Adopting the challenge of open-source

“I expect some of you are here to see me because you’ve never seen anybody from Novell before,” Novell chairman and chief executive officer, Jack Messman, quipped at the start of his keynote address, opening the LinuxWorld show.

Novell’s purchase in the past year of SuSE Linux and Ximian catapulted the traditionally staid enterprise software vendor into the open-source world.

That’s a change most vendors and customers will face in the near future, according to Messman, who used his keynote to detail the challenges and considerations involved in that transition.

“2004 is going to be the year that Linux goes mainstream on the enterprise server, and soon thereafter, the business users — not just the technical users — will begin the transition to Linux-based desktops,” he said. “This year, Linux will come into the core of the enterprise.”

Chief information officers (CIOs) beginning to use Linux grappled with security issues and the unfamiliar situation of having multiple developers responsible for critical components, Messman said.

Accountability was their main concern, and that created an opportunity for companies such as Novell and Red Hat, he said.

He saw Novell as selling not code but services to deliver and support that software code in a way that’s comfortable for businesses.

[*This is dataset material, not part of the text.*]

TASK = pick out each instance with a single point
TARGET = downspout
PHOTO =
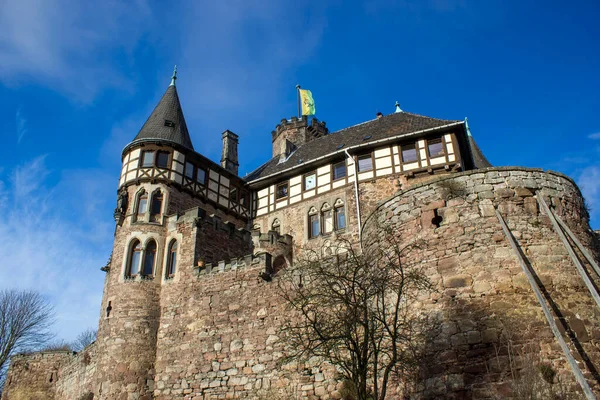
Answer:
(356, 196)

“Customers expect to be able to make one call ... and say, ‘This isn’t working. You sold it to us, you fix it,’” Messman said. “CIOs ... want support from someone they can trust. The result has to be the same for customers: One call, one throat to choke.”

To reassure buyers, vendors selling open-source-based software needed to do a better job explaining to customers the development processes designed to ensure the software’s security, and they needed to indemnify their customers against legal responsibility for IP (intellectual property) challenges, Messman said.

Novell had bet its future on adoption of open-source models, and it intended to help steer others in the IT industry in that direction, Messman said.

“We have gained two of the gems of the open-source community,” he said. “But with that comes responsibility, and we take that responsibility very much to heart. We will contribute more to open source than we take away.

“I commit to you here today that we will not mess this up. SuSE Linux and Ximian simply won’t let us. We acquired them, but they will lead the way.”